[Date Prev][Date Next][Thread Prev][Thread Next][Date Index][Thread Index]
[idn] Re: Legacy charset conversion in draft-ietf-idn-idna-08.txt
Paul Hoffman / IMC <phoffman@imc.org> writes:
> At 3:25 PM +0200 5/27/02, Simon Josefsson wrote:
>>I think the third paragraph of the security consideration should more
>>clearly express that IDNA actually is vulnerable to the attack if
>>machines, like most machines on the Internet, use legacy encodings.
>
> It isn't clear what "the attack" is. There is clearly a problem for
> the user when System A transcodes text from Encoding X into Unicode
> differently than System B does, but I don't see what the security
> issue is. Could you provide some suggested wording for the security
> consideration?
The basic attack: Alice runs on host that uses Latin-1 for
input/output and enters www.µbank.com (where µ is 8859-1 0xB5). The
domain is registered using U+00B5, but Alice's application transcode
the string using U+03BC. Either Alice can't connect (if the other
domain doesn't exist) or she ends up talking to someone else (if the
other domain does exist).
There are many arguments that can be raised on the applicability of
the simple attack:
1 You shouldn't map ISO-8859-1 0xB5 into U+03BC, the application is
broken and should map it into U+00B5. My reply: This might be true,
but this doesn't follow from IDNA as IDNA leaves the transcoding
issue open to the implementator. It seems as if either IDNA need to
reference mapping tables that MUST be used for legacy encodings, or
state that IDNA enables the attack.
2 So what if Alice talks to someone else? DNS can be spoofed anyway,
so this isn't a new problem. My reply: Such problems in DNS can be
solved with DNSSEC. However, even if DNSSEC is used, IDNA would
enable this new attack => same conclusion as in 1.
3 Still, so what if Alice talks to someone else? Alice should use TLS
or IPSEC or SSH or CMS or Kerberos or SASL or something else to
authenticate the endpoints and protect data. My reply: This is
where the subtle problems appears, and I think more investigations
are needed here. A (probably flawed) initial attempt:
1 TLS and PKIX certs does not support IDNA, so we must first assume
they are extended to support IDNA. The security implications might
be different depending on how IDNA is implemented, so we must study
each approach individually. Some approaches I can see:
1 Put IDNA strings in DN/subjectAltName of the PKIX cert. Alice
compares IDNA in cert with the IDNA used to contact the host.
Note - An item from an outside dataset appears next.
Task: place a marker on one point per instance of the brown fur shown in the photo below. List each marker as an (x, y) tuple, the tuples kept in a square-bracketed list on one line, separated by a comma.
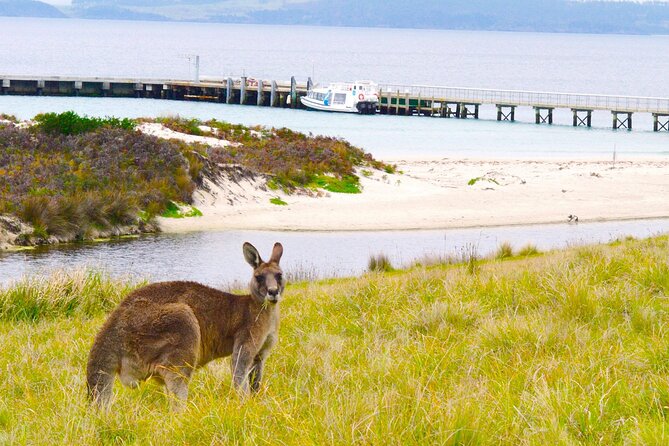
[(166, 330)]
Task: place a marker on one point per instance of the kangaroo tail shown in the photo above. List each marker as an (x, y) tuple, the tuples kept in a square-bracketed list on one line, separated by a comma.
[(101, 368)]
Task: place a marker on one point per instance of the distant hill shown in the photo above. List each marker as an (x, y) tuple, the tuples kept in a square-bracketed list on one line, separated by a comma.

While this appear to solve the problem, it really only moves the
transcoding problem elsewhere. Perhaps the CA had to convert an
ISO-8859-1 string it received in mail into the IDNA when
generating the cert. Perhaps the machine used to apply for the
certificate used ISO-8859-1 and had to convert it into an IDNA.
Unless you assume the whole world switches to Unicode the day IDNA
hits the street, the transcoding problem is present in at least
one step in the chain, and has to be solved there. Point is, the
mapping tables must be standardized or you open up for attacks.
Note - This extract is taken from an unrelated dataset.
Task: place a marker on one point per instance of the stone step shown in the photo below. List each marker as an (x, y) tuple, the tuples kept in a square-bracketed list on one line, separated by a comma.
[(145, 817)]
2 Put IDNA strings in DN/subjectAltName of the PKIX cert. Alice
compares decoded IDNA in cert with the name used to contact the
host. Decoding from Unicode into legacy encodings is tricky.
Alice must have mapping tables here as well.
3 Use UTF-8 strings in DN/subjectAltName of the PKIX cert. Alice
compares ToASCII(name-in-cert) with IDNA used to contact host.
This seems similar as 1, in that unless the whole world uses
UTF-8, the mapping has to be done somewhere and must be well
defined there to be secure.
4 Add {charset, string} elements indicating the character set
used, and the string in DN/subjectAltName of the PKIX cert. If
charset is the same as the charset that Alice uses, it will work
fine. However, in all other cases, mapping tables are needed, but
this time O(n^2) tables must exist.
2 SASL is just a framework, so it is each SASL mechanism that has to
be studied. Several SASL mechanisms (HMAC-MD5, DIGEST-MD5, SRP)
does not include names of the endpoints, so the identity of the
other end is only implicitly known after a succesful authentication.
Thus it only makes man-in-the-middle attacks or password cracking
slightly easier, no real security impact.
... etc, the cases for Kerberos, IPSEC and SSH seems to only repeat
the discussions above. I have not slept for a long time, so I'll
spare you the discussion and me the typing. :-)
Suggested modified security consideration below. It essentially says
that unless everyone switches to UTF-8, IDNA will enable new attacks
that has security implications.
--- draft-ietf-idn-idna-08.txt.orig Mon May 27 18:18:58 2002
+++ draft-ietf-idn-idna-08.txt Mon May 27 20:08:44 2002
@@ -690,10 +690,24 @@
are introduced by the encoding process or the use of these encoded
values, apart from those introduced by the ACE encoding itself.
-Domain names are used by users to connect to Internet servers. The
-security of the Internet would be compromised if a user entering a
-single internationalized name could be connected to different servers
-based on different interpretations of the internationalized domain name.
+Domain names are used by users to identify and connect to Internet
+servers. The security of the Internet is compromised if a user
+entering a single internationalized name is connected to different
+servers based on different interpretations of the internationalized
+domain name. When all systems use ASCII or Unicode, different
+interpretations are not allowed in this specification.
+
+When involved systems use non-ASCII and non-Unicode characters (such
+as ISO-8859-1 and ISO-2022-JP, which are common on the Internet),
+however, this specification leaves the transcoding problem up to the
+application. Thus there can not be any assurance that two
+applications will not implement different transcoding rules. When two
+applications implement different transcoding rules, they will
+(assuming both domains exists) contact different servers. Note that
+the problem can not just easily be solved by using a security protocol
+such as TLS to identify and authenticate to end points, unless these
+protocols have already solved the problem which IDNA is trying to
+solve.
Because this document normatively refers to [NAMEPREP], it includes the
security considerations from that document as well.